Disability + Inclusion
EdIntersect works closely with government ministries, leading development organizations, and donors to understand their goals for inclusion, disability, and gender. EdIntersect’s research and engagement approaches bring an intersectional lens to collaborate with school systems and school communities, and takes into account the interactions between schools and homes, teachers and parents, and teachers and students. EdIntersect’s understanding of the nuanced school/home environment informs and enhances gender and inclusion planning, teacher training, coaching, and allows harmony across project outcome areas. The EdIntersect team combines a depth of knowledge in the education sector with practical, current inclusion expertise in the U.S. and globally, and an awareness of emerging donor policy and directives on inclusive education.
EdIntersect’s contributions to inclusion work include: capacity building for ministries, assessment and reporting improvements, teacher development and utilization of resources, stimulating family and community engagement in support of learners with disabilities, and mitigating factors connected to exclusion from receiving services.

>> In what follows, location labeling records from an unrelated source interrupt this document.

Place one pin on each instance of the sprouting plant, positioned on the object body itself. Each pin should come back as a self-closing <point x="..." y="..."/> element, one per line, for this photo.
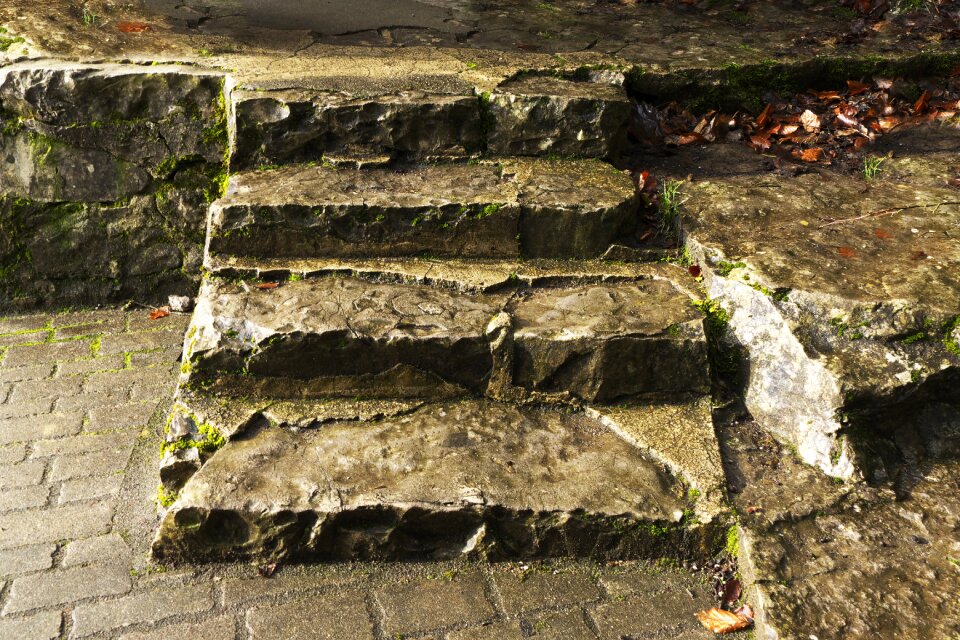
<point x="871" y="166"/>
<point x="88" y="17"/>
<point x="670" y="208"/>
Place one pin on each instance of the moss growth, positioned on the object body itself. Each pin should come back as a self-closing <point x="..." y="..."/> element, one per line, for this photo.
<point x="166" y="498"/>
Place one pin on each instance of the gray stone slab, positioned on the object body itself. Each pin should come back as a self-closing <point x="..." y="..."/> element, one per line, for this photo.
<point x="433" y="604"/>
<point x="222" y="628"/>
<point x="448" y="210"/>
<point x="26" y="559"/>
<point x="51" y="525"/>
<point x="330" y="617"/>
<point x="66" y="586"/>
<point x="150" y="607"/>
<point x="282" y="127"/>
<point x="42" y="626"/>
<point x="448" y="479"/>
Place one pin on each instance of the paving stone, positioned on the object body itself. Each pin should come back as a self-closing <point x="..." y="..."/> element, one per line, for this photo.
<point x="537" y="590"/>
<point x="222" y="628"/>
<point x="150" y="607"/>
<point x="140" y="341"/>
<point x="31" y="390"/>
<point x="84" y="443"/>
<point x="504" y="630"/>
<point x="40" y="427"/>
<point x="105" y="363"/>
<point x="36" y="372"/>
<point x="465" y="475"/>
<point x="44" y="353"/>
<point x="12" y="453"/>
<point x="103" y="462"/>
<point x="238" y="590"/>
<point x="433" y="604"/>
<point x="102" y="550"/>
<point x="23" y="338"/>
<point x="647" y="615"/>
<point x="567" y="625"/>
<point x="42" y="626"/>
<point x="21" y="474"/>
<point x="27" y="408"/>
<point x="65" y="586"/>
<point x="159" y="357"/>
<point x="12" y="324"/>
<point x="91" y="488"/>
<point x="327" y="617"/>
<point x="134" y="414"/>
<point x="23" y="498"/>
<point x="26" y="559"/>
<point x="63" y="523"/>
<point x="94" y="401"/>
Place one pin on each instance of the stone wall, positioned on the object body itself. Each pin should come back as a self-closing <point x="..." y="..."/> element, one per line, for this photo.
<point x="106" y="172"/>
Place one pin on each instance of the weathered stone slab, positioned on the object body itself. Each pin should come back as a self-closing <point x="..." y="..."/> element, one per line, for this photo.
<point x="94" y="133"/>
<point x="847" y="302"/>
<point x="283" y="127"/>
<point x="382" y="339"/>
<point x="539" y="115"/>
<point x="467" y="210"/>
<point x="547" y="209"/>
<point x="606" y="342"/>
<point x="472" y="477"/>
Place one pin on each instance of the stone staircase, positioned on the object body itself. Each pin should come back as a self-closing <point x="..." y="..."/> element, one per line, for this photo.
<point x="407" y="344"/>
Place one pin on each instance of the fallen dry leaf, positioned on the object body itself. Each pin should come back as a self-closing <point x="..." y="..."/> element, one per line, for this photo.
<point x="720" y="621"/>
<point x="810" y="121"/>
<point x="133" y="27"/>
<point x="159" y="312"/>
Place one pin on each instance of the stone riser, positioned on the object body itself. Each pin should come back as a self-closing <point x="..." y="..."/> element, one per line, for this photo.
<point x="344" y="336"/>
<point x="537" y="209"/>
<point x="528" y="116"/>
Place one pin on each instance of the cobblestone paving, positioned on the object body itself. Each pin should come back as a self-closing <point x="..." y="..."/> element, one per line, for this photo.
<point x="82" y="402"/>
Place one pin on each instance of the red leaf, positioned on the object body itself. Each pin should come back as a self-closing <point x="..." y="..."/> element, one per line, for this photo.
<point x="133" y="27"/>
<point x="808" y="155"/>
<point x="159" y="312"/>
<point x="720" y="621"/>
<point x="856" y="88"/>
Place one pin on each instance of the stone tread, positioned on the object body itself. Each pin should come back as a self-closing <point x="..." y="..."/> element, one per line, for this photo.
<point x="447" y="479"/>
<point x="537" y="208"/>
<point x="598" y="342"/>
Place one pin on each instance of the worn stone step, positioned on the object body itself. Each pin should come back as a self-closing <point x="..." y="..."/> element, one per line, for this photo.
<point x="343" y="336"/>
<point x="429" y="118"/>
<point x="846" y="304"/>
<point x="472" y="477"/>
<point x="541" y="208"/>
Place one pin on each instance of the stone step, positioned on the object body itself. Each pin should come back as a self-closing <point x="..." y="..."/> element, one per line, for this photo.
<point x="473" y="477"/>
<point x="428" y="118"/>
<point x="538" y="208"/>
<point x="346" y="336"/>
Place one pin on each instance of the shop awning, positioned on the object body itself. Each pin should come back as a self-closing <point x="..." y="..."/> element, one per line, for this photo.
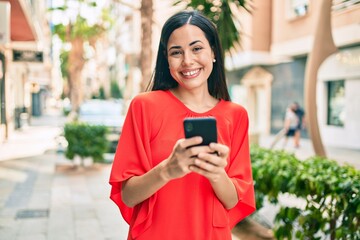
<point x="20" y="22"/>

EdIntersect brings strong experience from its role providing technical assistance for gender and inclusion planning for Senegal Lecture Pour Tous. Developing the plan and annual updates, with ongoing remote and in-country technical assistance, has been critical to helping the early grade reading project meet the needs of children with disabilities. Elaborating a plan that surfaces needs and strategies within each project result and sub-result, discussing the importance of this work with the project staff, identifying learners and teachers in the schools who need support, and advising on how to bring specific services to those in need are critical for driving inclusive education within the project. EdIntersect’s team has also been involved in knowledge, attitudes, and practices (KAP) studies both for communities and teachers, including research on stigma and the hidden nature of disability within some contexts and family settings.